Se alguém me gritasse: – “À direita, à esquerda”, volveria à direita, volveria à esquerda, sem procurar saber donde partia a ordem. Porque à direita? Porque à esquerda? Poderia ser meia-volta. Mas ninguém fala, e vou para frente, sem perceber que posso voltar, libertar-me da autoridade de um sargento invisível e caminhar naturalmente, parando, observando as casas e as pessoas. (RAMOS, 1980, p. 191)

Às vezes não encontro lugar que me sirva, e ando, ando sempre, como um Judeu Errante. Não procurarei os amigos, se não me aparecem é porque não me querem.
Creio que já escrevi tudo que havia em mim para escrever. (ANJOS, 1983, p. 201)

Os dois personagens, portanto, têm algo em comum: fazem parte da grande massa de seres que estão à margem das realizações, das possibilidades, e procuram compensar, por meio da escritura, a sua incapacidade; porém essa compensação nunca é totalizada, pois os dois mundos – o da escrita e o real – se mostram cada vez mais distantes e os personagens, frustrados, inferiorizam-se. Essa tensão permanece até o momento em que eles percebem que o poder que exercem na escrita nunca será exercido no mundo real, a partir do momento em que tomam consciência de si.
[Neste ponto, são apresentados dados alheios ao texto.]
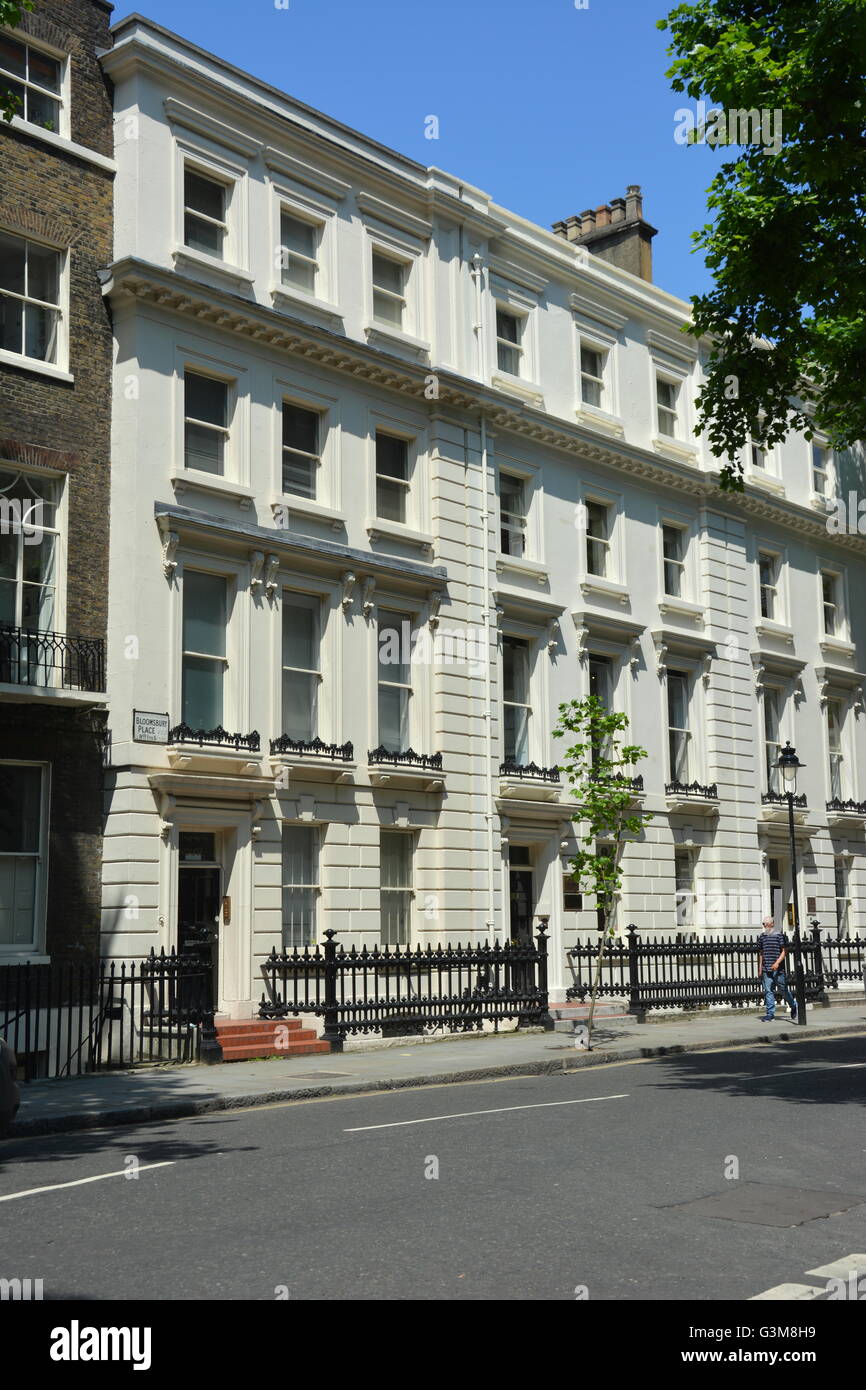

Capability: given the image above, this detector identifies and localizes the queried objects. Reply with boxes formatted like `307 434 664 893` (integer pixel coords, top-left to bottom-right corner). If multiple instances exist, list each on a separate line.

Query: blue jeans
760 970 796 1017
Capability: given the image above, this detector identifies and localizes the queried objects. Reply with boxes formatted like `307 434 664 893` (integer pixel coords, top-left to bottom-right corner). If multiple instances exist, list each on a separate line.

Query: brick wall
0 0 113 958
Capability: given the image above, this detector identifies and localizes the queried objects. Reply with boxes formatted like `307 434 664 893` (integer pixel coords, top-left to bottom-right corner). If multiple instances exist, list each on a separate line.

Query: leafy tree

O caminho que os leva a essa tomada de consciência configura-se de maneira invertida, pois, no lugar de partirem da razão em sua função primeira, partem da ficcionalidade construída sob uma tentativa de “resistir a tudo que esmaga e aprisiona e de, como processo, abrir um sulco na literatura” (DELEUZE, 2011, p. 15), e, através da desrazão alcançam a razão em si, transposta de forma esmagadora na figura do soldado que grita ou do judeu que erra por aqueles que descobriram que a desestabilização do sensível partilhado conseguida pela literatura não tangencia o mundo real e sim segue paralelamente a ele, sem possibilidade de encontro.
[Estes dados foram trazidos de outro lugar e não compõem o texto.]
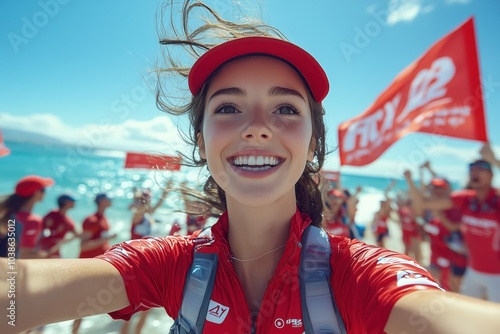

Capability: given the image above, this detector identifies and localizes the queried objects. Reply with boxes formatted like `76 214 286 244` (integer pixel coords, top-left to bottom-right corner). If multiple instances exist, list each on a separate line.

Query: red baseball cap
188 36 330 102
430 177 450 188
16 175 54 197
327 189 345 199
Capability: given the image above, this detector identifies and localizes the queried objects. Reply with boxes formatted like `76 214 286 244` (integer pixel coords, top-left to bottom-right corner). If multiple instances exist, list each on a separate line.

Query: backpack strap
170 228 218 334
299 226 347 334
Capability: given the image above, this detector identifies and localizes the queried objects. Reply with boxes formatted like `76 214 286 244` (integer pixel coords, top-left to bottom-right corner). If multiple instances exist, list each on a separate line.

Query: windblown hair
156 0 326 226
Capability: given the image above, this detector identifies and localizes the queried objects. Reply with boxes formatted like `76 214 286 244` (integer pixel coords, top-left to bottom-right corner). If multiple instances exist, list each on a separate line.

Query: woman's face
199 56 314 206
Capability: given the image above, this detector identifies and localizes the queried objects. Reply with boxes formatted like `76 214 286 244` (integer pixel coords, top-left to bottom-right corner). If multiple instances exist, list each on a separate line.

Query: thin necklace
231 244 286 262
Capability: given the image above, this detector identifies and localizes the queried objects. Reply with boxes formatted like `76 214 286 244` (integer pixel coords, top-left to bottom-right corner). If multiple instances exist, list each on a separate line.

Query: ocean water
0 142 414 333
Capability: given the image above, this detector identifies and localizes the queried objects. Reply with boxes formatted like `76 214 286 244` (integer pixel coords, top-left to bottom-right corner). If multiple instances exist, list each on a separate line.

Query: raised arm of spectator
432 211 460 232
404 170 453 212
479 143 500 168
346 186 361 223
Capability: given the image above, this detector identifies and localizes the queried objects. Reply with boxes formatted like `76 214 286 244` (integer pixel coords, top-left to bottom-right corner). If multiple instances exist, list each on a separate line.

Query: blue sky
0 0 500 180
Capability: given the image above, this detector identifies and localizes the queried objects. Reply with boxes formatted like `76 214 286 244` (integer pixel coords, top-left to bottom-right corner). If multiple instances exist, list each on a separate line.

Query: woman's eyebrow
269 86 306 101
208 87 246 101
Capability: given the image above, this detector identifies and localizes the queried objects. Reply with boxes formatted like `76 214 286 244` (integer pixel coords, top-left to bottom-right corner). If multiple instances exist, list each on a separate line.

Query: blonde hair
156 0 325 226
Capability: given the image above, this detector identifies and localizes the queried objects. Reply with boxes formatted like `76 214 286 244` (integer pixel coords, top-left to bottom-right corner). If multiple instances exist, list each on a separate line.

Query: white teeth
233 155 279 167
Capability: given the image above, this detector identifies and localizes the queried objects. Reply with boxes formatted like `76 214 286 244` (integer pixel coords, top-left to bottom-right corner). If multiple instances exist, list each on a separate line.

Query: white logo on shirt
397 270 444 291
207 300 229 324
377 257 425 270
274 318 302 329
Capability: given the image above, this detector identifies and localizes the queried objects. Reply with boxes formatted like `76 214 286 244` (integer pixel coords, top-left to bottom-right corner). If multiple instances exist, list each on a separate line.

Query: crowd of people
0 175 208 334
0 0 500 334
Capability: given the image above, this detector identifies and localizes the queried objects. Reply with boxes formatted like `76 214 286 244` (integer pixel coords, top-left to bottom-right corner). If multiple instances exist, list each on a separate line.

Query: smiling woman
0 1 500 334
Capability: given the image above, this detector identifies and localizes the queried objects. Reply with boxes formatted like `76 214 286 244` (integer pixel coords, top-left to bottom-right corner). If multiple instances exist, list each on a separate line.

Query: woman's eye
215 104 238 114
276 105 299 115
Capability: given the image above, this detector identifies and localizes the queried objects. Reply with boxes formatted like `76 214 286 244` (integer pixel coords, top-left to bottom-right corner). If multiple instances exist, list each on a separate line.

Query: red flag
125 152 181 171
321 170 340 182
0 132 10 157
338 18 487 166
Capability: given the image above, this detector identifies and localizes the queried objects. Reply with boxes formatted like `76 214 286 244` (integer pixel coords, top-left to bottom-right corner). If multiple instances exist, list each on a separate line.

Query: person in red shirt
406 154 500 303
323 189 350 238
72 193 116 334
0 2 500 334
39 194 80 258
0 175 54 259
397 195 422 263
129 184 172 240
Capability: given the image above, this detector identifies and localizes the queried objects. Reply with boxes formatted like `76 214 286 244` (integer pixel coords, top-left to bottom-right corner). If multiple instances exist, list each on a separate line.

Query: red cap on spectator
430 177 450 188
328 189 345 199
16 175 54 197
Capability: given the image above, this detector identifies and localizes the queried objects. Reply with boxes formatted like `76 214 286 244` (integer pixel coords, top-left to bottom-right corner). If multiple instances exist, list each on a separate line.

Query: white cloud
387 0 434 25
0 113 186 153
446 0 471 5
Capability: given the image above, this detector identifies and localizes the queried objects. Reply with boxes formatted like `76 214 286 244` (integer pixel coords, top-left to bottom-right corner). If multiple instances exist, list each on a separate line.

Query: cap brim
188 37 330 102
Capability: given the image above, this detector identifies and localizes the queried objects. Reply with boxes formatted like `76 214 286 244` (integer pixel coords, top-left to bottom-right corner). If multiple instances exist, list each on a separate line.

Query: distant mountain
2 128 65 145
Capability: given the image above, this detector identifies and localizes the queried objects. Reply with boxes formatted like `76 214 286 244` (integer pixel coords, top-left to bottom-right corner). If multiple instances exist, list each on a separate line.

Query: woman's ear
196 131 207 160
Enquanto Belmiro enfim chega à conclusão que a vida parou – porém a vida já estava parada desde o início do romance – e não escreve mais, Luís da Silva mergulha em fluxos de consciência e tenta provar que assassinou Julião Tavares porque só assim deixaria de sentir-se inferior. Luís da Silva conclui que nada pode mudar a sua condição, e se vê como “uma figurinha insignificante” (RAMOS, 1980, p. 235) que se mexia “com cuidado para não molestar as outras.” (RAMOS, 1980, p. 235).

Referências

ANJOS, C. O amanuense Belmiro. São Paulo: Abril Cultural, 1983.

DELEUZE, G. “A literatura e a vida.” Crítica e clínica. São Paulo: Editora 34, 2011.

___. e GUATTARI, F. Mil platôs: capitalismo e esquizofrenia. São Paulo: Editora 34, 1997, v.4.

___. e GUATTARI, F. Mil platôs: capitalismo e esquizofrenia. São Paulo: Editora 34, 1997b, v.5.

FOUCAULT, M. “Outros Espaços”. In: Ditos e Escritos III: Estética: Literatura e Pintura, Música e Cinema. Rio de Janeiro: Forense Universitária, 2013.

___. “O que é um autor?” In: Ditos e Escritos III: Estética: Literatura e Pintura, Música e Cinema. Rio de Janeiro: Forense Universitária, 2013.

MAINGUENEAU, D. O contexto da obra literária. São Paulo: Martins Fontes, 2001.

RAMOS, G. Angústia. Rio de Janeiro: Record, 1980.

RANCIÈRE, J. A partilha do sensível – estética e política. Rio de Janeiro: Editora 34, 2005.

___. Políticas da Escrita. Rio de Janeiro: Editora 34, 1995.

SAFATLE, V. Cinismo e falência da crítica. São Paulo: Boitempo, 2008.